A Forgotten Man
God's love is our ultimate safety net
I’ve lived in my lower class neighborhood since 1973 when I bought a four-bedroom house and rented rooms to other youths hoping to start a commune. California’s Prop 13 keeps my property tax low, whereas new buyers nowadays pay eight times as much. Sometimes it pays to be old.
But the periphery of this little ghetto got ragged with broken private fencing along our Twin Oaks Valley Road, daily traveled by uppity folks from the country club homes just north of here. So, I’m guessing the City heard an earful of complaints and had to build a 10-foot-high wrought iron fence with clinging star jasmine to camouflage the eyesores.
In the spring, when flowers are in bloom, my daily exercise of walking two city blocks takes me past those jasmine and I breathe deeply their delightful scent.
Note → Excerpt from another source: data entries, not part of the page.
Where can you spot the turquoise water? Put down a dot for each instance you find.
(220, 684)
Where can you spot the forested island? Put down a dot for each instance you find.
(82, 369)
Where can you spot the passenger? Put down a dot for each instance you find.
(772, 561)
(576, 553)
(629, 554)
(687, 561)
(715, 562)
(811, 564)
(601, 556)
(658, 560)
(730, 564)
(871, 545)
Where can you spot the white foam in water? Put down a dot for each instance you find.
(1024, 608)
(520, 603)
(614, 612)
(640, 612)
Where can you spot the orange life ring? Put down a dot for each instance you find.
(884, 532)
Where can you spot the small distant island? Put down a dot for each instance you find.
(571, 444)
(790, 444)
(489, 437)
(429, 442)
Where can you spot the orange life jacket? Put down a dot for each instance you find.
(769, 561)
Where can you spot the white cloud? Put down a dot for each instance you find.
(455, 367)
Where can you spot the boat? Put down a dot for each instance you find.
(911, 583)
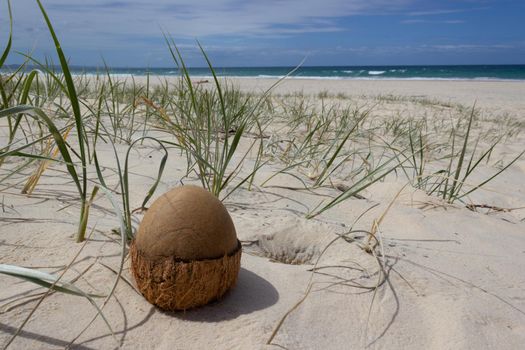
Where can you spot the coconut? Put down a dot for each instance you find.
(186, 253)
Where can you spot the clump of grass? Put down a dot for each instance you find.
(209, 125)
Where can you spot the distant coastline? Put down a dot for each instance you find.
(430, 72)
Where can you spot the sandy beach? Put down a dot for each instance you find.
(395, 265)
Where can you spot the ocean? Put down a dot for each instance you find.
(431, 72)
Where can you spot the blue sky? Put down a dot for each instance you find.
(274, 32)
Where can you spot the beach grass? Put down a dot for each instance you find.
(328, 144)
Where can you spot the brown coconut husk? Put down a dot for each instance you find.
(187, 222)
(173, 284)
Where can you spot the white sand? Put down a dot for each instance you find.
(455, 277)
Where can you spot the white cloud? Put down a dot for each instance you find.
(100, 21)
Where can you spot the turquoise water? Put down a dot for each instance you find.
(459, 72)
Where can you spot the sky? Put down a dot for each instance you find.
(272, 32)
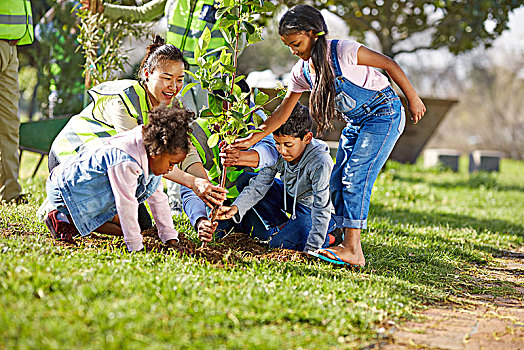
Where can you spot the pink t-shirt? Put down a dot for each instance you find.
(364, 76)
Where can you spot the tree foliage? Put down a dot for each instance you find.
(459, 25)
(53, 59)
(102, 44)
(230, 114)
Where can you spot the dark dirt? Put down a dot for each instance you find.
(233, 249)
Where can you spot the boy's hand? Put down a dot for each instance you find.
(211, 195)
(229, 155)
(174, 244)
(226, 213)
(87, 4)
(417, 108)
(244, 143)
(205, 229)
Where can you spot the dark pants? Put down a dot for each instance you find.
(284, 232)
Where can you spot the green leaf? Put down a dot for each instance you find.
(205, 38)
(261, 98)
(187, 88)
(225, 23)
(206, 113)
(267, 6)
(249, 27)
(212, 141)
(227, 35)
(212, 52)
(237, 91)
(215, 103)
(221, 10)
(255, 38)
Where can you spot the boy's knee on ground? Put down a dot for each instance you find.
(243, 180)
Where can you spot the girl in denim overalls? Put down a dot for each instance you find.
(343, 82)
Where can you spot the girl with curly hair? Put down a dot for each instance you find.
(95, 185)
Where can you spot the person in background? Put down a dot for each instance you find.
(186, 20)
(96, 184)
(343, 82)
(16, 28)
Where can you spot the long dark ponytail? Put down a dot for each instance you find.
(159, 52)
(305, 18)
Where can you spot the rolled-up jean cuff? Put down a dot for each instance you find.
(344, 222)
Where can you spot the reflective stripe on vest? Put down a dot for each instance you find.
(130, 91)
(77, 133)
(186, 22)
(16, 21)
(209, 157)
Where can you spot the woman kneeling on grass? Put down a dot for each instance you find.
(96, 184)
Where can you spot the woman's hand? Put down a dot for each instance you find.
(86, 4)
(175, 245)
(229, 155)
(226, 213)
(205, 229)
(211, 195)
(243, 143)
(417, 109)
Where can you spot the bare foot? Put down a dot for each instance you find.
(347, 254)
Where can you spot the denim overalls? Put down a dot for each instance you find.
(375, 121)
(80, 187)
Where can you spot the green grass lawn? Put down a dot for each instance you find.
(432, 233)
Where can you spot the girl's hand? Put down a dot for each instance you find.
(243, 143)
(209, 193)
(175, 245)
(86, 4)
(417, 108)
(226, 213)
(229, 155)
(205, 229)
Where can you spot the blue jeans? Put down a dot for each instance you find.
(283, 231)
(365, 145)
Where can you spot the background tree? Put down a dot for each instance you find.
(490, 114)
(459, 25)
(51, 66)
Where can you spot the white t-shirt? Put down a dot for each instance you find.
(364, 76)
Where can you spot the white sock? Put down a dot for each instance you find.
(62, 217)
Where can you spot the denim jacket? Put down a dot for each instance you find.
(86, 189)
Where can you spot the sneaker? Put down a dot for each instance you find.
(60, 230)
(335, 237)
(176, 209)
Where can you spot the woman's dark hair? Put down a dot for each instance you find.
(159, 52)
(304, 18)
(298, 124)
(168, 130)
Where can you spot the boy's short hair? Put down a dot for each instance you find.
(168, 129)
(298, 124)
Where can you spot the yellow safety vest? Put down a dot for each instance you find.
(187, 20)
(85, 129)
(16, 21)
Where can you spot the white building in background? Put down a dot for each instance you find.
(266, 79)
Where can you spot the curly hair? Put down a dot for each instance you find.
(168, 130)
(159, 52)
(298, 124)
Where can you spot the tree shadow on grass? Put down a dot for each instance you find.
(456, 221)
(475, 181)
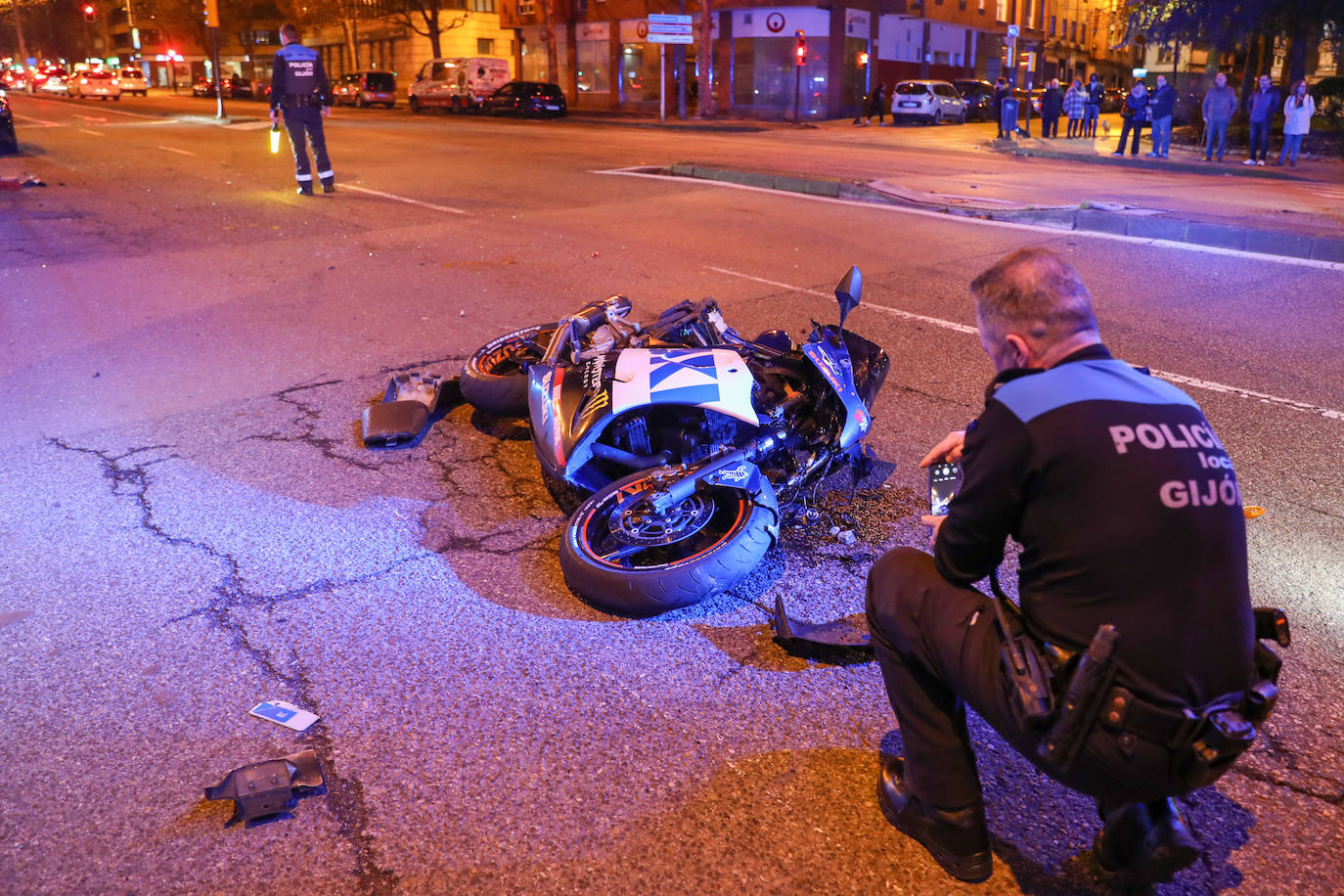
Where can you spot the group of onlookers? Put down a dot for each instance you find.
(1142, 109)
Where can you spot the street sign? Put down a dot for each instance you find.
(669, 28)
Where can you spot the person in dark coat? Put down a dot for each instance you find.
(1161, 108)
(1136, 115)
(1000, 94)
(1052, 107)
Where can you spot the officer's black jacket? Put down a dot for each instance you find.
(1128, 512)
(297, 71)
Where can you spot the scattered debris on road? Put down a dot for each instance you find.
(406, 406)
(284, 713)
(266, 788)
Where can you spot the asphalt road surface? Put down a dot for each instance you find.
(193, 525)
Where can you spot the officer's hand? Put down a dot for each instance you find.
(949, 449)
(934, 522)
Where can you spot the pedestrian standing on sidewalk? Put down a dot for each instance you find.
(1075, 104)
(1052, 104)
(1261, 107)
(298, 85)
(1000, 94)
(1163, 107)
(1297, 121)
(1096, 93)
(877, 105)
(1135, 114)
(1219, 105)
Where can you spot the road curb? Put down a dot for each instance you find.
(1251, 240)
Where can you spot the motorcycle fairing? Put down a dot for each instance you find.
(830, 357)
(715, 379)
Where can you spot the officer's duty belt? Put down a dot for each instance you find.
(1124, 712)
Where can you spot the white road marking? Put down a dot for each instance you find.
(403, 199)
(40, 121)
(1174, 378)
(984, 222)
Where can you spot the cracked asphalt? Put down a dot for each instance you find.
(190, 525)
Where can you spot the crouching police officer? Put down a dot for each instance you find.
(298, 85)
(1133, 542)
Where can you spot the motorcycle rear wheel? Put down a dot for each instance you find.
(637, 564)
(495, 377)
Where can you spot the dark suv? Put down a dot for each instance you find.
(980, 98)
(525, 98)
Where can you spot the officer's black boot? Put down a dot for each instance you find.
(959, 840)
(1143, 842)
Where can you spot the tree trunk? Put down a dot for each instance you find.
(706, 58)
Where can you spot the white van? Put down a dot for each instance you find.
(457, 83)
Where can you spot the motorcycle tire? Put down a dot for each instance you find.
(723, 535)
(495, 377)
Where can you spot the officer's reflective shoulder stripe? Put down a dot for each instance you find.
(1099, 381)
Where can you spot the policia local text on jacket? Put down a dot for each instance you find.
(298, 85)
(1128, 512)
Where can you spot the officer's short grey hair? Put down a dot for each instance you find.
(1034, 291)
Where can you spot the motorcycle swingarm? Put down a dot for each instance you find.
(840, 643)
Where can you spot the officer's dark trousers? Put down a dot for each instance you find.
(938, 649)
(300, 121)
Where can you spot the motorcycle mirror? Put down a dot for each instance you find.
(848, 291)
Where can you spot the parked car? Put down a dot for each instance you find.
(56, 83)
(133, 81)
(525, 98)
(933, 101)
(236, 87)
(366, 89)
(98, 82)
(8, 141)
(980, 98)
(457, 83)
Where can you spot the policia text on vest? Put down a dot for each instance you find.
(298, 85)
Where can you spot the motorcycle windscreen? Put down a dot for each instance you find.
(711, 378)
Honey bees are busy doing their part in nature’s seasonal business of reproduction, with a mesmerizing hum, perhaps a rendition of aum, the Hindu version of amen. The City did a great job hiding the neighborhood shame.
Now and then I see a man’s figure 500 feet ahead, motionless, facing the jasmine vines, smoking his pipe and staring into the vines. To a stranger in these parts, it would be an odd scene. But I know the man and stop to chat with him once in a while. He is a former linotype operator for Princeton University Press. He tells me with pipe in hand ― for the umpteenth time ― linotype isn’t used anymore because digital printing is now the in-thing. I suppose he trims dead leaves from the vines as a throwback to his habit of removing faulty letters from his linotype settings. Let’s call it retroactive memory.
“You new to these parts?” he’ll ask again, though we’ve gone over the same personal details many times before.
He’s 95 years old, long retired, and lives by himself in a house that his daughter now owns. She visits him weekly. His face has raised black squamous cell carcinoma blotches that would alarm a dermatologist. Richard walks every day for miles, mostly the same route I take. Exercise hasn’t prevented him from getting a bit senile, but he can still hold a conversation. Lately, though, I avoid him because he hasn’t said anything I haven’t heard before. Like outdated linotype, he’ll soon die, remembered by his offspring for a couple of generations.
“I have a car in the garage but I don’t have a driver’s license any more,” he says. “The state took it from me.”
That got me worrying over my driver’s license. Am I, at 77 years, approaching the cutoff age?
When I got home, I rubbed my magic Google lamp and discovered the state wouldn’t do that without cause. It’s not automatic on reaching a certain age. It was likely his daughter who realized he couldn’t drive anymore without being a road hazard, so she alerted the DMV. But he still thinks it was the state. Just as well I say nothing about that. I’m sure she loves him, and it was hard for her to make that phone call. It’s what’s known as “tough love.”
But I don’t have a son or daughter living locally who’d notice trouble with my driving. Nor will it be easy being objective about my driving ability. I may have a hard time exercising tough love to give up my license. So if we meet someday after our car accident, and I’m sounding like a broken record, please notify the DMV. After, I’ll die an obsolete electrical engineer devoid of any fame by invention and, for lack of children, a man utterly forgotten, except if God remember me.